Diamond Dogs

.

Reflections by Akanksha, Akshay & Nikhil

The Unattainable Quest?

“Can one really have it all?” This question, often tossed around in conversations about success and fulfilment, haunted me through the years. From a young child who dreamt of emulating Sai Baba’s compassion to an ambitious woman aspiring to carve her niche as an entrepreneur, my definition of “having it all” has been a moving target. Grounded in the ethos of the Bhagavad Gita—कर्मण्येवाधिकारस्ते मा फलेषु कदाचन । मा कर्मफलहेतुर्भुर्मा ते संगोऽस्त्वकर्मणि ॥—I embarked on a journey seeking independence, respect, and recognition.

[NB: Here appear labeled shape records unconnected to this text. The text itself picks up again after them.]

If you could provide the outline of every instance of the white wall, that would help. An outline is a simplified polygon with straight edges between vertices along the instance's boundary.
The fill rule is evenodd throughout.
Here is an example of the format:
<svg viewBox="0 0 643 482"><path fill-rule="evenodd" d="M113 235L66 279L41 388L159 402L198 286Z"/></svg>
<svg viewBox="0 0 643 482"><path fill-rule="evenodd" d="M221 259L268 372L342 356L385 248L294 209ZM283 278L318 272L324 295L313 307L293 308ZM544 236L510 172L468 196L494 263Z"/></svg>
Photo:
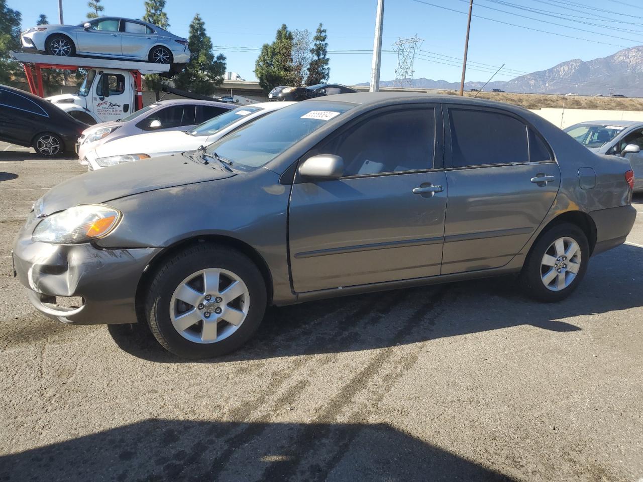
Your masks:
<svg viewBox="0 0 643 482"><path fill-rule="evenodd" d="M590 120L635 120L643 121L641 111L599 111L584 109L538 109L532 112L561 129Z"/></svg>

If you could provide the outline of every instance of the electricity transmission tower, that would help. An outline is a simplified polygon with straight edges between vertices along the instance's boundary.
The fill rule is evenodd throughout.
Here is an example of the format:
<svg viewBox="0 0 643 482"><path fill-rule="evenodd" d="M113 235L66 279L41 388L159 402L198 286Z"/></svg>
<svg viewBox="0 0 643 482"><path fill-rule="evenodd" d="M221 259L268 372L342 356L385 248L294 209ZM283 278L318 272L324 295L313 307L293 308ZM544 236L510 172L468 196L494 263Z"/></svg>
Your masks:
<svg viewBox="0 0 643 482"><path fill-rule="evenodd" d="M412 39L400 39L393 44L393 51L397 53L394 87L413 87L413 61L415 51L420 48L423 41L416 34Z"/></svg>

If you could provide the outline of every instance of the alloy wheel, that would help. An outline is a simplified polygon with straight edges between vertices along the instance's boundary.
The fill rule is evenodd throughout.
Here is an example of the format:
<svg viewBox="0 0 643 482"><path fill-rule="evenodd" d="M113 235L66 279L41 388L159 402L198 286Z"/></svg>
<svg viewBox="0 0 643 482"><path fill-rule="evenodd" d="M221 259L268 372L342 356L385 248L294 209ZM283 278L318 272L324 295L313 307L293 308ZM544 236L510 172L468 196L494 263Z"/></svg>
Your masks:
<svg viewBox="0 0 643 482"><path fill-rule="evenodd" d="M250 306L250 293L231 271L208 268L182 281L170 301L174 329L195 343L215 343L236 332Z"/></svg>
<svg viewBox="0 0 643 482"><path fill-rule="evenodd" d="M45 156L55 156L60 152L60 143L53 136L48 134L41 136L36 141L38 150Z"/></svg>
<svg viewBox="0 0 643 482"><path fill-rule="evenodd" d="M164 48L156 48L152 51L152 60L155 64L169 64L170 54Z"/></svg>
<svg viewBox="0 0 643 482"><path fill-rule="evenodd" d="M559 238L550 245L540 262L541 280L552 291L569 286L581 268L581 247L570 237Z"/></svg>
<svg viewBox="0 0 643 482"><path fill-rule="evenodd" d="M62 37L51 40L50 48L54 55L66 57L71 54L71 46L69 45L69 42Z"/></svg>

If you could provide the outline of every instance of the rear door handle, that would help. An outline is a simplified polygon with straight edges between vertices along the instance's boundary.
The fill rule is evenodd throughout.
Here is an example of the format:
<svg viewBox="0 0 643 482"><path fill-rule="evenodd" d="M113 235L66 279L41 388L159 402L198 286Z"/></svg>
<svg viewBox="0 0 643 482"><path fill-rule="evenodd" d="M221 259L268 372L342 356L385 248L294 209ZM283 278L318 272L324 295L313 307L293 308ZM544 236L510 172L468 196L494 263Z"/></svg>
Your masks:
<svg viewBox="0 0 643 482"><path fill-rule="evenodd" d="M423 188L415 188L413 190L413 194L424 194L428 192L442 192L443 188L442 186L427 186Z"/></svg>
<svg viewBox="0 0 643 482"><path fill-rule="evenodd" d="M553 175L549 175L548 174L541 176L537 175L536 177L531 178L532 183L536 183L538 184L540 184L541 183L551 183L556 180L556 177L554 177Z"/></svg>

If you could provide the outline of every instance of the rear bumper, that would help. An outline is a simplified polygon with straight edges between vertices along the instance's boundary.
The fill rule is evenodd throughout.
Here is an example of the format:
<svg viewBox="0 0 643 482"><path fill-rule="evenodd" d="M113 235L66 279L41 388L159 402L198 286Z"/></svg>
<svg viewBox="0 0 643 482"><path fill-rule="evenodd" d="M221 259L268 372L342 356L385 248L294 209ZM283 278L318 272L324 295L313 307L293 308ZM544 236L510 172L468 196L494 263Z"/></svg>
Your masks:
<svg viewBox="0 0 643 482"><path fill-rule="evenodd" d="M593 211L590 216L596 226L596 245L593 254L597 254L625 242L634 226L637 210L631 205Z"/></svg>
<svg viewBox="0 0 643 482"><path fill-rule="evenodd" d="M34 242L24 234L14 247L14 274L39 311L71 325L136 322L138 282L160 248L101 250ZM82 299L68 308L57 305L56 297Z"/></svg>

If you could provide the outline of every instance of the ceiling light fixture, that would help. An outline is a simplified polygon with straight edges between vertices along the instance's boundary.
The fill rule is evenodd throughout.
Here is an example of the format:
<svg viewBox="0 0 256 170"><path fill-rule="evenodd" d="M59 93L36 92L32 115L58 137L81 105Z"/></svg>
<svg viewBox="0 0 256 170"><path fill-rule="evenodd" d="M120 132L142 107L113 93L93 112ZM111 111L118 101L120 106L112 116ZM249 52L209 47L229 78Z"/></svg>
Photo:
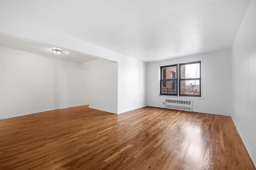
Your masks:
<svg viewBox="0 0 256 170"><path fill-rule="evenodd" d="M52 49L52 51L56 54L60 54L62 52L62 51L60 50L57 50L57 49Z"/></svg>

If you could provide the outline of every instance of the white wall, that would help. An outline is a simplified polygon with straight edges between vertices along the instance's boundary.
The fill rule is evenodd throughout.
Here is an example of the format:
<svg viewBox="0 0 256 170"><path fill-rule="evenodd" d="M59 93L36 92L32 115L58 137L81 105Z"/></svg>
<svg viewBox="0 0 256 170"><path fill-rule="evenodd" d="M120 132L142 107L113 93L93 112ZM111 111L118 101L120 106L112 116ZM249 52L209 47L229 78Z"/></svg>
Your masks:
<svg viewBox="0 0 256 170"><path fill-rule="evenodd" d="M118 58L118 113L147 106L146 64Z"/></svg>
<svg viewBox="0 0 256 170"><path fill-rule="evenodd" d="M231 54L230 51L154 62L148 64L148 105L163 107L162 102L169 96L160 96L160 66L202 60L202 99L192 100L195 112L230 115L231 102Z"/></svg>
<svg viewBox="0 0 256 170"><path fill-rule="evenodd" d="M80 69L80 64L1 47L0 118L86 103L85 99L79 97L76 102L70 103L68 98L71 96L68 95L68 90L74 91L75 88L78 88L76 92L83 93L80 82L77 82L80 85L79 86L76 82L70 83L79 78L84 81L82 78L83 71L85 71ZM72 79L71 76L75 78ZM68 101L71 104L68 104Z"/></svg>
<svg viewBox="0 0 256 170"><path fill-rule="evenodd" d="M117 113L117 63L98 59L83 63L88 68L89 107Z"/></svg>
<svg viewBox="0 0 256 170"><path fill-rule="evenodd" d="M232 118L256 166L256 2L251 1L232 49Z"/></svg>
<svg viewBox="0 0 256 170"><path fill-rule="evenodd" d="M81 70L81 64L68 62L68 106L89 104L88 70Z"/></svg>

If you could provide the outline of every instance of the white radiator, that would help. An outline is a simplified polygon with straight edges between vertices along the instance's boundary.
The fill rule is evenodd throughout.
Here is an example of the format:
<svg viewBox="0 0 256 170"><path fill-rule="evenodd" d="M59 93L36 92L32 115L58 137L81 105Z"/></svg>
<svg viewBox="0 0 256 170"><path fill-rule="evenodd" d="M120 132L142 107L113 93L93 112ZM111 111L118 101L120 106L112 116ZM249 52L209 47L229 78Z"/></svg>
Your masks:
<svg viewBox="0 0 256 170"><path fill-rule="evenodd" d="M163 104L167 109L176 109L192 111L192 100L177 100L172 99L166 99Z"/></svg>

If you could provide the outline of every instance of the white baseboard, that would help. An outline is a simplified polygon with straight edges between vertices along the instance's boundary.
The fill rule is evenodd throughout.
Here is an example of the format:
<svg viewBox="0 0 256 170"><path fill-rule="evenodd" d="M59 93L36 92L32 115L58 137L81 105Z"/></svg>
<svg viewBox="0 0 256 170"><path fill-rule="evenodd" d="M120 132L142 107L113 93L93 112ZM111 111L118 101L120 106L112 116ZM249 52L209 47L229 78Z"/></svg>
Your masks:
<svg viewBox="0 0 256 170"><path fill-rule="evenodd" d="M141 105L141 106L138 106L135 107L134 107L130 108L129 109L125 109L122 110L121 110L120 111L118 111L117 112L117 114L122 113L123 113L130 111L131 110L134 110L135 109L139 109L142 107L146 107L146 106L147 106L147 105Z"/></svg>
<svg viewBox="0 0 256 170"><path fill-rule="evenodd" d="M88 103L84 103L83 104L75 104L74 105L69 106L68 106L68 107L73 107L81 106L82 106L88 105L88 104L89 104Z"/></svg>
<svg viewBox="0 0 256 170"><path fill-rule="evenodd" d="M256 167L256 155L255 155L255 154L254 154L253 152L253 150L250 147L250 145L249 145L249 143L248 143L248 142L247 142L247 141L246 140L246 139L245 138L245 137L244 137L244 135L243 134L242 132L242 131L241 131L241 129L240 129L240 128L239 128L239 126L236 123L236 119L235 119L234 117L233 117L233 116L231 116L231 118L232 118L233 122L235 124L235 126L236 126L236 129L237 129L237 131L238 131L238 133L239 133L239 135L240 135L240 136L242 138L242 141L243 141L244 144L244 145L245 147L247 150L248 153L249 154L249 155L251 157L251 158L252 159L252 161L253 164L254 164L254 166Z"/></svg>
<svg viewBox="0 0 256 170"><path fill-rule="evenodd" d="M20 113L19 114L14 114L14 115L2 115L1 116L1 119L8 119L8 118L10 118L12 117L19 117L19 116L24 116L25 115L31 115L32 114L34 114L34 113L41 113L41 112L43 112L44 111L50 111L50 110L56 110L57 109L56 109L55 108L51 108L51 109L43 109L42 110L37 110L36 111L30 111L29 112L27 112L27 113Z"/></svg>
<svg viewBox="0 0 256 170"><path fill-rule="evenodd" d="M12 117L18 117L19 116L24 116L25 115L31 115L31 114L34 114L34 113L37 113L40 112L43 112L44 111L56 110L57 109L65 109L68 107L73 107L80 106L81 106L88 105L88 104L89 104L88 103L85 103L85 104L77 104L77 105L75 105L63 106L63 107L60 107L59 108L52 108L50 109L43 109L42 110L36 110L35 111L30 111L29 112L24 113L21 113L19 114L15 114L13 115L1 115L0 119L2 119L10 118Z"/></svg>
<svg viewBox="0 0 256 170"><path fill-rule="evenodd" d="M96 109L96 110L99 110L101 111L106 111L106 112L109 112L112 113L116 114L116 111L114 111L113 110L108 110L107 109L102 109L102 108L98 107L95 107L93 106L89 105L89 108L91 109Z"/></svg>

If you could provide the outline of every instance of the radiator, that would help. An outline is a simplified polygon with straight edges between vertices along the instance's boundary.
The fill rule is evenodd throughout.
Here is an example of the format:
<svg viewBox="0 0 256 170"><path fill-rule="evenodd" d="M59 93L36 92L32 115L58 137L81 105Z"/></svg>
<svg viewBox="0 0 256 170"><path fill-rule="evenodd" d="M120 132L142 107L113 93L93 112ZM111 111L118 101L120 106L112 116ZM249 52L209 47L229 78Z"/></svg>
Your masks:
<svg viewBox="0 0 256 170"><path fill-rule="evenodd" d="M167 109L192 111L192 100L166 99L165 101L163 102L163 104L165 105L165 108Z"/></svg>

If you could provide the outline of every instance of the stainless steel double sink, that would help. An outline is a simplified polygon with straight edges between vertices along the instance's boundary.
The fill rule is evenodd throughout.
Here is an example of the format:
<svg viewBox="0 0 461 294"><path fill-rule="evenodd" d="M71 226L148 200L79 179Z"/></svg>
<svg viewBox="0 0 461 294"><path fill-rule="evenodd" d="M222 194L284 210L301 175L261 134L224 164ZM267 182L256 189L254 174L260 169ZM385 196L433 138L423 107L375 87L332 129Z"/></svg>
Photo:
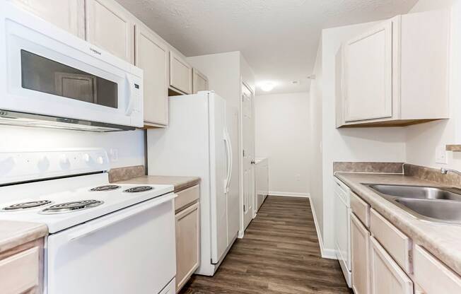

The Pursuit of Excellence and Independence

The fruits of my labour have been more than I ever anticipated. Today, I am part of a team bringing technology solutions to enhance customer experiences, immersed in learning about the latest technological advancements. Imagine, exploring OpenAI’s premier technologies even before ChatGPT became a buzzword in our nation. My circle of friends, though small are all ride-or-die type. On the domestic front, my life is fulfilling; I share my life with a wonderful man. My in-laws are nothing but thoughtful and warm. And then there’s my sanctuary—my grandfather, parents, and brother, whose perfection knows no bounds. Above all, my health is in prime condition, as I diligently focus on improving my diet and adopting a more sustainable way of living. 

Truly, what else could one possibly wish for?

Extraordinary in the Ordinary: A Life of Contrasts

Beyond the above seemingly ordinary aspects I’ve mentioned, there’s something special about my situation: Although married, I live in another, livelier city! This gives me the freedom to live how I want, without any restrictions or duties weighing me down. Against the norm, every time I go back home, I’m warmly welcomed and taken care of. I’ve always been surrounded by kindness, love, and support.

Living this Hannah Montana life, I’m seemingly blessed with the best of both worlds, a statement that, on the surface, should be a recipe for happiness, right?

However, despite this seemingly enviable balance, when close friends or family inquire about my well-being, my responses often reveal a different story: “I’m perennially tired,” or “I am feeling lost.” This contrast between my life’s external success and my internal state highlights a deeper, more complex emotional landscape.

Unveiling the Paradox

A friend, who is like an elder sister to me, once shared a profound insight: we are the culmination of our choices, like a binary of zeros and ones. This thought echoed in my mind when I chose to move to a different city, away from my family, fueled by a desire for personal and professional growth. However, as time passed, I found myself weighing the significance of my career achievements against the love I have for my family.

In a reflective discussion, my husband, ever the philosopher, questioned why the value of a home not bound by rent, the comfort of home-cooked meals, and the presence of family isn’t considered part of one’s total compensation. This conversation was a revelation. It dawned on me that our worth isn’t merely calculated in professional milestones but also in the precious moments shared with loved ones—the laughter of our parents, and the joyous moments with our children.

Embracing Trade-offs

It was at this juncture I confronted the true paradox of striving to “have it all”: it’s inherently about making trade-offs. In pursuit of career advancement, I chose distance from my home, opting for what seemed like the simpler path, viewing life through rose-coloured glasses, yet sidestepping deeper responsibilities.

This realization has left me feeling adrift, yearning for the bravery my husband displays in embracing life’s responsibilities. I aspire to cultivate a life surrounded by my family, the very essence of my existence, even if it means accepting a slower pace in my career trajectory.

What do you think?

The paradox of having it all, as it turns out, is a mirage of choices and trade-offs. 

As I stand at this juncture, reflecting on the choices ahead, I wonder: “What does having it all mean to you?” This journey is not just mine but ours, as we navigate the complexities of life, seeking fulfilment in an ever-shifting landscape of dreams and realities.

Generated by AI

Response

  1. That’s a worthy read. Good show.